Sandel suggests that fairness arguments are common in the case of honorific goods. Indeed, one could argue that part of the rationale behind such goods is that they are things that society thinks should be allocated/distributed on the basis of merit or ability, not on the basis of wealth. If you commercialise such goods (even partly), you bias the allocation process in favour of the wealthy. This is unfair. The same is true in other, non-honorific contexts. For example, many people oppose the commercialisation of healthcare for reasons of unfairness. Healthcare should be allocated on the basis of need, not wealth.

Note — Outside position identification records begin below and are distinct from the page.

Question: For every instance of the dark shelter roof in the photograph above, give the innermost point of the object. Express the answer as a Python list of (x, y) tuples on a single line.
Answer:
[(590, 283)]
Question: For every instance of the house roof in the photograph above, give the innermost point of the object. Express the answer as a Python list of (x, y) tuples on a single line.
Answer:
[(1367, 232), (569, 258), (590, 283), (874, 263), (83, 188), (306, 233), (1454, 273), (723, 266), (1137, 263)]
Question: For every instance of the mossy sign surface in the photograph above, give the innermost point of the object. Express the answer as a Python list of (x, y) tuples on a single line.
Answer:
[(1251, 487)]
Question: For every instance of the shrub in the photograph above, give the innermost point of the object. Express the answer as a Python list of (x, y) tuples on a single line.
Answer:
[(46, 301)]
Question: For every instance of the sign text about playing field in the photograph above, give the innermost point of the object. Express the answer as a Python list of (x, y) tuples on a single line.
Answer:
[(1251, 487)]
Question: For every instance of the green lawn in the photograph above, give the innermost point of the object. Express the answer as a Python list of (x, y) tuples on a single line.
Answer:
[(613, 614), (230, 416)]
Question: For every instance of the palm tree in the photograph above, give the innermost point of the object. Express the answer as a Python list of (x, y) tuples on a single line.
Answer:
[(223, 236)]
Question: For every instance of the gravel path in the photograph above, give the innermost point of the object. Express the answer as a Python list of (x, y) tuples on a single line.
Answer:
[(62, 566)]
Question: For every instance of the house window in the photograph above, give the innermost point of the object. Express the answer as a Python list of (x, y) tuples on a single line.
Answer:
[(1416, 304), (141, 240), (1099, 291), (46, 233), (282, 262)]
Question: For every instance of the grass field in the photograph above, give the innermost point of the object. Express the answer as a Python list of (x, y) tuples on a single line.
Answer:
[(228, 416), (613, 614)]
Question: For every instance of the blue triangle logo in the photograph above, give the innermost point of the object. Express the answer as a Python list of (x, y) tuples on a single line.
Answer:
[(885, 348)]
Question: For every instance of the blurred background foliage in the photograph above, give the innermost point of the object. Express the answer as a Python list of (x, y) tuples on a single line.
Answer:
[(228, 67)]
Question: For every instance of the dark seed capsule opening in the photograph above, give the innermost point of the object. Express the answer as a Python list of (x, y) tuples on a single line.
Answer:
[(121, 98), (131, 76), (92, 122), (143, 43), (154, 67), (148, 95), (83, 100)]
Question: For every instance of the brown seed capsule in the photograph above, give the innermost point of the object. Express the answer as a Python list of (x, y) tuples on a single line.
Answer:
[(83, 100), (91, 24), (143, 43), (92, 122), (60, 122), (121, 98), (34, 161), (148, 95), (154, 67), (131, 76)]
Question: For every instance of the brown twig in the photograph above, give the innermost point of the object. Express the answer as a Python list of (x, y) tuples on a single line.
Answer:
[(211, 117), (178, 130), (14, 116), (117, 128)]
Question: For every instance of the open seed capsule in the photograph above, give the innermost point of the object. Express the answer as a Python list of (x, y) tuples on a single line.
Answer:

These two arguments differ in their strength. The fairness argument is contingent/empirical in nature. It claims that commercialisation biases allocation in the wrong direction because the true basis for allocation (merit/ability/need) does not correlate perfectly with wealth. This is likely to be true, but it may sometimes be false. For instance, it may be that the wealthy are the ones with the most ability (for whatever reason). Similarly, if one is concerned about fairness, there may be regulatory or procedural safeguards that could be put in place to protect against unfair allocations. Thus, for instance, in the case of college places you could correct for the unfair impact of wealthy candidates by increasing the number of scholarship positions to the less well off. In this way, the admissions process could become a small-scale wealth redistribution program: wealthy students could subsidise the education of poorer ones. That might be fairer than any alternative system that ignored wealth.
The corruption argument is different. It is conceptual/metaphysical nature. It claims that there is something about the value of a particular good or service that would be corrupted by commercialisation. Thus, to the extent that we care about that value, we should not be in any way tempted by commercialisation. No amount of regulatory intervention or procedural safeguarding will belay these fears. The commercialisation process is inherently corrupting of the value in question. This is more akin to an ‘in principle’ objection to commercialisation.
Given this greater degree of strength, it is no surprise to find that Sandel dedicates a lot of time to fleshing out and defending the corruption argument. I’ll take a look at this in a future post.